Son cœur rata un battement lorsqu'il vit un message apparaître sous le sien. Au départ, il refusa de le lire, par peur d'en découvrir son contenu et en même temps… Il en avait besoin. Il s'agissait de sa première interaction avec quelqu'un d'autre que Magnus et… Il n'avait pas l'habitude. Alors il lut, doucement, réfrénant autant que possible le tremblement de ses mains.

« Comment ne pas m'inquiéter pour toi avec ce silence ? Tu nous as laissé des jours sans nouvelles. Oui, on a eu le message de ton père, mais ce n'est pas comparable à un message de toi. Je suis heureux de te lire même si je ne suis pas certain que tu sois complètement honnête. Tu pourras parler autant que tu veux, tes mots me manquent autant que ta petite tête. Tu me manques, Stiles. »

Si le cœur de Stiles se réchauffa, il fut sidéré par les espoirs qui naissaient en lui, des espoirs qu'il voulait taire plus que tout, et il n'y avait qu'un seul moyen d'y arriver. Être un peu plus honnête. Très franchement, il n'en avait pas envie mais quelque chose envie avait besoin de s'exprimer malgré tout.

« J'ai besoin de te parler. »

Il envoya tout de suite ces simples mots en se mordant la lèvre inférieure. Stiles était un être compliqué. Il pouvait vouloir refuser de parler de quelque chose, mais dire ce qu'il voulait garder secret la minute d'après. D'autant plus qu'en envoyant ce message, qui ne répondait absolument pas à celui de Derek, ce dernier allait forcément relever.

En effet, il releva, rapidement d'ailleurs, et en l'appelant.

Pris d'une bouffée d'angoisse mélangée à de la panique, Stiles appuya tout de suite sur l'icône rouge. Il ne pouvait pas répondre. Non, pas maintenant. A cet instant, il ne pensait pas à Magnus ni à cette personne qui était avec lui, au fait qu'ils dormaient et qu'il ne devait pas les réveiller.
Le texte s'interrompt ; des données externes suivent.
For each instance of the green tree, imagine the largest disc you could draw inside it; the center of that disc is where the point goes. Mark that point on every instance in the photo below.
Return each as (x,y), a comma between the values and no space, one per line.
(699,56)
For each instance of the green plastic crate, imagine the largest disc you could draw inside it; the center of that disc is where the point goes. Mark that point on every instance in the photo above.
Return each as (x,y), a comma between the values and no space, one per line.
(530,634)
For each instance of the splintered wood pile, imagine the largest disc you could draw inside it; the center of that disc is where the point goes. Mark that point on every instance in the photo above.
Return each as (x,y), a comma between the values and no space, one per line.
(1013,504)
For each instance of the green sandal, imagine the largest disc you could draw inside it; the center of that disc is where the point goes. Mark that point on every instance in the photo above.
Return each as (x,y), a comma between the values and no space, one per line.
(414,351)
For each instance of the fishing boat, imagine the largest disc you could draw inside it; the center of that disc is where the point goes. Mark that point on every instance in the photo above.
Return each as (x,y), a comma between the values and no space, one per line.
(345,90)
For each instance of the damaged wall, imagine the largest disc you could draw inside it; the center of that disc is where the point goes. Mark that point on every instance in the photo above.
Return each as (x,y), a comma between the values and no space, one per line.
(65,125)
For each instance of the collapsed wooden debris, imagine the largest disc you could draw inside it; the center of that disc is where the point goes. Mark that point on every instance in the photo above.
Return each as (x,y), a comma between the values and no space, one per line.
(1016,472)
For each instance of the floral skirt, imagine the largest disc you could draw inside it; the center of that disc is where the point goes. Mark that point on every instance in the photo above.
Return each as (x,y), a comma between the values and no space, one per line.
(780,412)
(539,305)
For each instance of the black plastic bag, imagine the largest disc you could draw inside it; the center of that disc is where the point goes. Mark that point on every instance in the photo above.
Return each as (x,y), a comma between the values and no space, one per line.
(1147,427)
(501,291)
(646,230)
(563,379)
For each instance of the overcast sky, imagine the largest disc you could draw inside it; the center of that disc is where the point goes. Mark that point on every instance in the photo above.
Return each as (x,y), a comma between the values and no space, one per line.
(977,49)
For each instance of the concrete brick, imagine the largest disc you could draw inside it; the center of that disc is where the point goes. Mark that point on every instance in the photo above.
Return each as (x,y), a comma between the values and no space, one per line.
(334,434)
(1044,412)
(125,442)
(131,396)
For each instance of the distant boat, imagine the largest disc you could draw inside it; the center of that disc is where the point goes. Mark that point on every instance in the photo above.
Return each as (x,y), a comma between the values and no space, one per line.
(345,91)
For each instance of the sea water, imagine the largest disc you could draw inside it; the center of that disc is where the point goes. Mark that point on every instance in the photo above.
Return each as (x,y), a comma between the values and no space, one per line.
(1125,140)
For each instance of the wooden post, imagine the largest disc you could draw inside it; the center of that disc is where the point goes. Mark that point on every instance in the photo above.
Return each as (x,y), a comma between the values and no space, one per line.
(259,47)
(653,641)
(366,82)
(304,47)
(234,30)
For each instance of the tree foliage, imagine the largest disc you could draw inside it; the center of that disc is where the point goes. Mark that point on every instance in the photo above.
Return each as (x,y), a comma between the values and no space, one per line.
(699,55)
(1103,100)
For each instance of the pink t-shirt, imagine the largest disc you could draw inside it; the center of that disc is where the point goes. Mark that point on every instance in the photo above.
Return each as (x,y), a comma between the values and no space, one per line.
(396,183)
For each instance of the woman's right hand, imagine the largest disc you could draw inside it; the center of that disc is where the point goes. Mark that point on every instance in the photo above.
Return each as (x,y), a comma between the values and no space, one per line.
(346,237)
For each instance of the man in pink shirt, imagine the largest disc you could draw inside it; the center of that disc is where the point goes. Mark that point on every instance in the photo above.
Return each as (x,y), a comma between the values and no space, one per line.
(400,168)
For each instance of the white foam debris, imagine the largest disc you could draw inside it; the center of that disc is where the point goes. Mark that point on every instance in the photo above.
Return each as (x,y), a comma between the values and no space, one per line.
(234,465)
Non, il pensait à sa voix cassée qui revenait doucement, cette voix qu'il n'avait plus, quelques jours plus tôt. Les doigts tremblants, il rédigea un court message expliquant qu'il ne pouvait pas parler, juste écrire, car on dormait dans la pièce voisine. Un semi-mensonge, mais qui l'arrangeait bien. Derek sembla accepter de passer par le canal écrit et c'était tant mieux parce qu'il n'avait pas le choix. Stiles ferma les yeux un instant et prit le temps de se calmer, d'attendre que son cœur reprenne un rythme cardiaque plus ou moins normal.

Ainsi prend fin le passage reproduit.